OBJECTIVE: Stretch marks are disfiguring skin lesions that often cause problems of self-esteem, but little effort has been put to studying this pathology. We therefore analysed cell cultures of dermal fibroblasts isolated from a striae albae, to thereafter reconstruct a full thickness skin model. METHODS: Human Dermal Fibroblasts (HDF) were isolated from a striae distensae (SD) lesion and from the adjacent non-lesioned skin.

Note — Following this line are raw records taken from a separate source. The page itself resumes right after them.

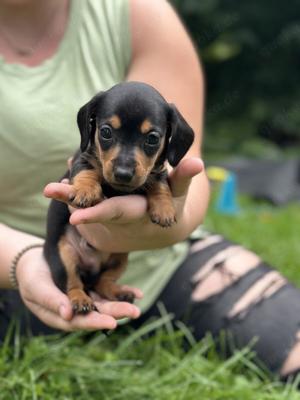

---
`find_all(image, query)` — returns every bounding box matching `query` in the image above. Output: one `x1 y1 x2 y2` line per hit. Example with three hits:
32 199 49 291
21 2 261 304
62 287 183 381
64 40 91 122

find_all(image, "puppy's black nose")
114 166 134 183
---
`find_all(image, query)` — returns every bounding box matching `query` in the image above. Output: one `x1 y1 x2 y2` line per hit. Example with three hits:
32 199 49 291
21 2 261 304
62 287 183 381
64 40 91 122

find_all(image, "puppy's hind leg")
94 253 135 303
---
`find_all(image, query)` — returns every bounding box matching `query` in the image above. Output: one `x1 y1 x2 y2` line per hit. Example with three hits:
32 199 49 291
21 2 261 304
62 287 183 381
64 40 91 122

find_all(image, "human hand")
44 157 204 252
16 248 142 331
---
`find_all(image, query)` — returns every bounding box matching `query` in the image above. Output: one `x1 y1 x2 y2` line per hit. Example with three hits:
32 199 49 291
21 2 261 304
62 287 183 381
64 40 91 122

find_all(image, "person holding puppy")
0 0 300 375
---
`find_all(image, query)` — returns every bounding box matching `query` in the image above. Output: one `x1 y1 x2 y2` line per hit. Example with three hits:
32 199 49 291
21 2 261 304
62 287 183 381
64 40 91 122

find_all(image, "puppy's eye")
145 132 160 146
100 125 112 140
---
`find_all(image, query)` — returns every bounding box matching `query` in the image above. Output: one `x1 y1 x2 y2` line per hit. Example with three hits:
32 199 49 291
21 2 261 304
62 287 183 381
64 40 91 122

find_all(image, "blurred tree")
172 0 300 155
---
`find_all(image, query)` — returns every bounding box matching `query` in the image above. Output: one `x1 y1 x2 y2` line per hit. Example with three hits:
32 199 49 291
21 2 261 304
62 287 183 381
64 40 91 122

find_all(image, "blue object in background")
216 172 239 215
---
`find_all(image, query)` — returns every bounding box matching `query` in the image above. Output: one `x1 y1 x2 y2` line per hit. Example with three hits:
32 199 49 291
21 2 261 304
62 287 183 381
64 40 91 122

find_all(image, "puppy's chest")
65 225 110 274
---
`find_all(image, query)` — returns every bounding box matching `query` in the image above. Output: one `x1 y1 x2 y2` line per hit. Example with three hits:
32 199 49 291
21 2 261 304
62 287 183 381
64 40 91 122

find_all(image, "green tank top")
0 0 205 310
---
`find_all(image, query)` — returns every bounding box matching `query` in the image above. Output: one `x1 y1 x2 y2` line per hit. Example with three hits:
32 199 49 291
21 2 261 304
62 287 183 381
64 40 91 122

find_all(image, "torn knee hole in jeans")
227 271 287 319
192 245 260 301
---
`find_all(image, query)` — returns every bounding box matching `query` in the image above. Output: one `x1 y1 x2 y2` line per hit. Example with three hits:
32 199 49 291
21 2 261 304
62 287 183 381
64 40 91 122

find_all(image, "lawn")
0 199 300 400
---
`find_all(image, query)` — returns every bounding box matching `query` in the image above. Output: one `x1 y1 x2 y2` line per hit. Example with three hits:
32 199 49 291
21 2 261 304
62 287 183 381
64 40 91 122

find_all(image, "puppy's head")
77 82 194 192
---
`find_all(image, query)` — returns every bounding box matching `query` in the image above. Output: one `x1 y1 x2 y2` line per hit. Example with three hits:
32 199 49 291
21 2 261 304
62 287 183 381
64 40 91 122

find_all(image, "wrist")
9 243 43 289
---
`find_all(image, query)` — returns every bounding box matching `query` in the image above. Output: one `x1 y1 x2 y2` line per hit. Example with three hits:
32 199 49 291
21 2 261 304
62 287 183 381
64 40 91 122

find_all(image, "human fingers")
169 157 204 197
26 302 117 332
70 195 147 225
44 182 72 203
90 292 141 319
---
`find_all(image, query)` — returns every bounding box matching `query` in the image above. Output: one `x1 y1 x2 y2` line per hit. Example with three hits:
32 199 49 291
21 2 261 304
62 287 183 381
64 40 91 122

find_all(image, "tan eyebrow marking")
108 114 122 129
140 118 152 134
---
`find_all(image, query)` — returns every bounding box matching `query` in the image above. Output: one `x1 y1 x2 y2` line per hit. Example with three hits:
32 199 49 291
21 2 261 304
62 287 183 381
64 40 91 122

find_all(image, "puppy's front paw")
69 185 103 208
149 204 176 228
68 289 98 314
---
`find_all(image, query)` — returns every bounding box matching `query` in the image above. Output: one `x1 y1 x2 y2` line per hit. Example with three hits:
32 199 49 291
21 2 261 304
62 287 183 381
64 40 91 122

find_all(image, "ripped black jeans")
0 235 300 377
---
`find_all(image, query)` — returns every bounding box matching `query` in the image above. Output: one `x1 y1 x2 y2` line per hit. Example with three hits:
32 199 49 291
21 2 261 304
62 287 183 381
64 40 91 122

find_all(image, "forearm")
0 224 43 289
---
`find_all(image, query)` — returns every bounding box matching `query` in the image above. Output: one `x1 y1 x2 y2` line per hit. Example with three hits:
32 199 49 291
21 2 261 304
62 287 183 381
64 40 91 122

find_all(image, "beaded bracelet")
9 243 44 289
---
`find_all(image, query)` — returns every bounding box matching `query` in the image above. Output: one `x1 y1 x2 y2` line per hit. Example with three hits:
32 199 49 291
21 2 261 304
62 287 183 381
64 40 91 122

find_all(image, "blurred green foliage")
172 0 300 153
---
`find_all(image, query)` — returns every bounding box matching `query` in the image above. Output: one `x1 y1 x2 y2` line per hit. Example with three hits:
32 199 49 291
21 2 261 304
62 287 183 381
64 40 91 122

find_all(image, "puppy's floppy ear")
167 104 194 167
77 92 103 152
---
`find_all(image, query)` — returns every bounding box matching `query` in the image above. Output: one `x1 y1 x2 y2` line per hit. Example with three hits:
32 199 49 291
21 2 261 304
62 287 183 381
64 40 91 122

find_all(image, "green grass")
0 196 300 400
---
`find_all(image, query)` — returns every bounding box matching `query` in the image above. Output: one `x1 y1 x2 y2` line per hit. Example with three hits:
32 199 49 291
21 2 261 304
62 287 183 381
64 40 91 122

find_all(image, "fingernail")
59 304 72 321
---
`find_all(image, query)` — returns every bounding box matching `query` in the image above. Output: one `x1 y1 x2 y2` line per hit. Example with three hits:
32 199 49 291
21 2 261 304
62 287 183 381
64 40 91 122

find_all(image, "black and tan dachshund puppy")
44 82 194 313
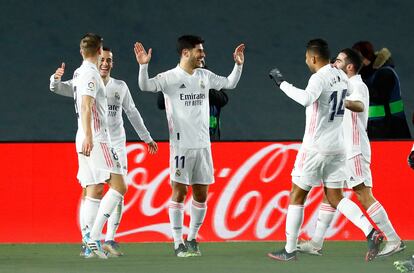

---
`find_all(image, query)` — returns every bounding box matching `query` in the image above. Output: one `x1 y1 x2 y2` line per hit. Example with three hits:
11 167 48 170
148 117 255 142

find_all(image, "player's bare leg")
267 183 309 261
298 194 336 256
325 188 384 262
185 184 209 256
353 183 405 257
168 181 189 258
102 182 125 257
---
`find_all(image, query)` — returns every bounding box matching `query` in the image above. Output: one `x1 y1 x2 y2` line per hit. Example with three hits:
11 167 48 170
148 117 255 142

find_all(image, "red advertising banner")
0 141 414 243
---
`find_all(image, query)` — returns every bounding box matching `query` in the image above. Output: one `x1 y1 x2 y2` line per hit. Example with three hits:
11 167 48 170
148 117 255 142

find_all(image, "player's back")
303 64 348 154
343 75 371 161
73 61 109 151
162 66 210 148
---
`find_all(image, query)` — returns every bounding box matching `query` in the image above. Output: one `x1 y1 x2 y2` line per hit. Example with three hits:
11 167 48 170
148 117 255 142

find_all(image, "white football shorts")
170 146 214 185
77 142 124 188
291 149 346 191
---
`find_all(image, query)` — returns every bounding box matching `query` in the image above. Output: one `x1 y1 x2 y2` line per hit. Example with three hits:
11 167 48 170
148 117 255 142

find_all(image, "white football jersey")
280 64 348 155
73 61 109 152
140 65 242 148
50 75 153 148
343 75 371 159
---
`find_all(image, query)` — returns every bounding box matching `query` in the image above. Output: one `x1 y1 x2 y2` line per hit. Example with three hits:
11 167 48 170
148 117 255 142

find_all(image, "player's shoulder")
111 78 128 88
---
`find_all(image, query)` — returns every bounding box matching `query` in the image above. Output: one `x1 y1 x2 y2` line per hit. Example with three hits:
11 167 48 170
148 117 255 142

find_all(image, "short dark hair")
80 33 103 55
341 48 362 73
352 41 375 62
177 35 204 56
306 38 331 61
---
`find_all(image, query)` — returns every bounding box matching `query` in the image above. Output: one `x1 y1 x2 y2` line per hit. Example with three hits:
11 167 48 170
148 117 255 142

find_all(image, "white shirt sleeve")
49 74 73 98
122 84 153 143
77 73 100 98
280 74 323 107
138 64 166 92
209 64 243 90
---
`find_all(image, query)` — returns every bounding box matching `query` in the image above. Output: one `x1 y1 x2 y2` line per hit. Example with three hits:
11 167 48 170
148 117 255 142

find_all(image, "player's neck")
179 60 194 75
101 74 111 85
83 57 98 68
315 62 329 72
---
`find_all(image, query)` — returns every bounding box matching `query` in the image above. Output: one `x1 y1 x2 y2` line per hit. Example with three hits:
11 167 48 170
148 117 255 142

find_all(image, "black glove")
269 68 285 86
408 151 414 169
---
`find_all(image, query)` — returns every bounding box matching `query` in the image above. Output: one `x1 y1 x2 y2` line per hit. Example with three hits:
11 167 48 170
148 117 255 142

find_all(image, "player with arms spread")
298 48 405 257
134 35 245 257
72 33 127 259
268 39 383 261
50 47 158 257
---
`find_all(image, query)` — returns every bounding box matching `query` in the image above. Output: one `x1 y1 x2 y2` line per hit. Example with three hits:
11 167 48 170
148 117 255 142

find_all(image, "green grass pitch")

The dermis of two full thickness skin models was reconstructed with either striae- or normal-HDF, while the epidermis was in both reconstructed with Normal Human Epidermal Keratinocytes. RESULTS: Main observations and pertinent data: Gene expression analysis of cell cultures revealed a generalized decomposition of the Extra Cellular Matrix (ECM), since collagens type I and III, lysyl oxidase (LOX), biglycan, lumican and fibronectin were downregulated, while MMP3 was increased together with a decrease of its natural inhibitors (TIMP1, TIMP2 and PAI-1). These findings were statistically corroborated for key ECM elements at the protein level (COL1, MMP1 and TGFB1). Interestingly, striae albae fibroblasts retained a pro-inflammatory phenotype, as suggested by increased gene expression of CXCL8, HAS1 and TNFA. We next reconstructed a full thickness skin model (Striae Reconstructed) with dermal fibroblasts from striae albae. Gene expression analysis showed that the Striae Reconstructed elicited not only ECM decomposition, but also skin ageing, as indicated by the upregulation of P16, PTGS2 and SOD2. Discussion points: Although the epidermis was constructed with normal human epidermal keratinocytes, the Striae Reconstructed presented epidermal atrophy and a dramatic increase of ß1-integrin at the epidermal-dermal junction providing, for the first time to our knowledge, a rationale showing that the key cell player behind stretch marks are dermal fibroblasts rather than epidermal keratinocytes. CONCLUSION: New knowledge: Taken together, our findings shed new light into the aetiology of stretch marks and indicate that the Striae Reconstructed, a new model for in vitro testing and drug screening, may open new avenues for the treatment of stretch marks.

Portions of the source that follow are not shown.